Rhein-Sieg-Kreis: Sirenen heulen am 10. September
Am Donnerstag, den 10. September 2026, wird es im Rhein-Sieg-Kreis (Nordrhein-Westfalen) laut. Genau um 11:00 Uhr nehmen die Behörden an einem bundesweiten Warntag teil. Das Ziel ist einfach: Es soll geprüft werden, ob die Warnsysteme im Ernstfall wirklich funktionieren.

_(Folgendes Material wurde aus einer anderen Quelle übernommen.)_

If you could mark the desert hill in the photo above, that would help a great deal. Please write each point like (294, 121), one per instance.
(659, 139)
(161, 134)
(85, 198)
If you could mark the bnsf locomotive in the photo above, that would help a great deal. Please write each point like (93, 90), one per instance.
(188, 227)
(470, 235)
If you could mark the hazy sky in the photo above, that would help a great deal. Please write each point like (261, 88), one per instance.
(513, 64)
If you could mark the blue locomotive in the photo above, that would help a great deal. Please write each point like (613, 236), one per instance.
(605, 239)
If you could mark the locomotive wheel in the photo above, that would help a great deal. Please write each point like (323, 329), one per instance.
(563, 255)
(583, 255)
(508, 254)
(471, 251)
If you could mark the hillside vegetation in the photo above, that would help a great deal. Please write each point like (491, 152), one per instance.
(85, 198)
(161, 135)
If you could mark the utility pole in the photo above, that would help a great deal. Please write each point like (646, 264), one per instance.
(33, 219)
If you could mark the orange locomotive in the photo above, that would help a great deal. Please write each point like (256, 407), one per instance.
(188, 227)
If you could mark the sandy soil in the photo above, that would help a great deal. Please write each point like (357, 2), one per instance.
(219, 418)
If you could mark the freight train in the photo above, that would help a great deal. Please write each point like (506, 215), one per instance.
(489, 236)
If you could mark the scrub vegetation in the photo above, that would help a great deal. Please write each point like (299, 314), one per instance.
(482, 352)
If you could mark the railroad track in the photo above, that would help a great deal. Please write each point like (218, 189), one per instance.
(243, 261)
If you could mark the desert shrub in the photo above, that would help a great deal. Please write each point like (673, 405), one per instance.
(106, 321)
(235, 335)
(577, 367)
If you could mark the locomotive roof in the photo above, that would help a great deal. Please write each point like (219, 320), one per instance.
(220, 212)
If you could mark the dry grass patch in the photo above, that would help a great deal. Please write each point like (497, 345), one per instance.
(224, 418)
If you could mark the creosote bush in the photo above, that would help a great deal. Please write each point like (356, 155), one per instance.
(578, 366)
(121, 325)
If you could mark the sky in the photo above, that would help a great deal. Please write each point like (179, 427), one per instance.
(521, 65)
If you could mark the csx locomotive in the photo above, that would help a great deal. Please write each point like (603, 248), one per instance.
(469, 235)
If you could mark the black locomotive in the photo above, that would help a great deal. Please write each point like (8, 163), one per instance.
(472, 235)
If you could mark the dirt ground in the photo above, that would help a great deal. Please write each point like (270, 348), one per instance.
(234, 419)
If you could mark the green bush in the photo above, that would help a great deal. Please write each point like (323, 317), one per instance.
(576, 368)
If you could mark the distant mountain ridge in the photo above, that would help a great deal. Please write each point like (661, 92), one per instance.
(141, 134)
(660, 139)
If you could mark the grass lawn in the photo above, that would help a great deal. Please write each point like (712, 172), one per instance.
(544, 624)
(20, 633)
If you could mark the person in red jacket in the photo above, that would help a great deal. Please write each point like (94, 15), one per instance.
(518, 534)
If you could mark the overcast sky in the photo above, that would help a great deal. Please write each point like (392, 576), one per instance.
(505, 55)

Insgesamt etwa 350 Sirenen im gesamten Kreisgebiet werden nacheinander ausgelöst. Die Signale folgen einem bestimmten Muster und sind jeweils eine Minute lang zu hören. Zuerst ertönt ein gleichbleibender Ton, das ist das Zeichen für Entwarnung. Nach fünf Minuten folgt ein auf- und abschwellender Ton, der eine Warnung bedeutet. Zum Abschluss gibt es nach weiteren fünf Minuten wieder den gleichbleibenden Ton zur Entwarnung.
Nicht nur die Sirenen werden getestet. Auch die Warn-App NINA und das System „Cell Broadcast“ kommen zum Einsatz. Letzteres schickt Warnungen direkt an das Handy, ohne dass man eine App installieren muss. Wer die NINA-App auf dem Smartphone hat, bekommt ebenfalls eine Probemeldung für seinen Standort angezeigt.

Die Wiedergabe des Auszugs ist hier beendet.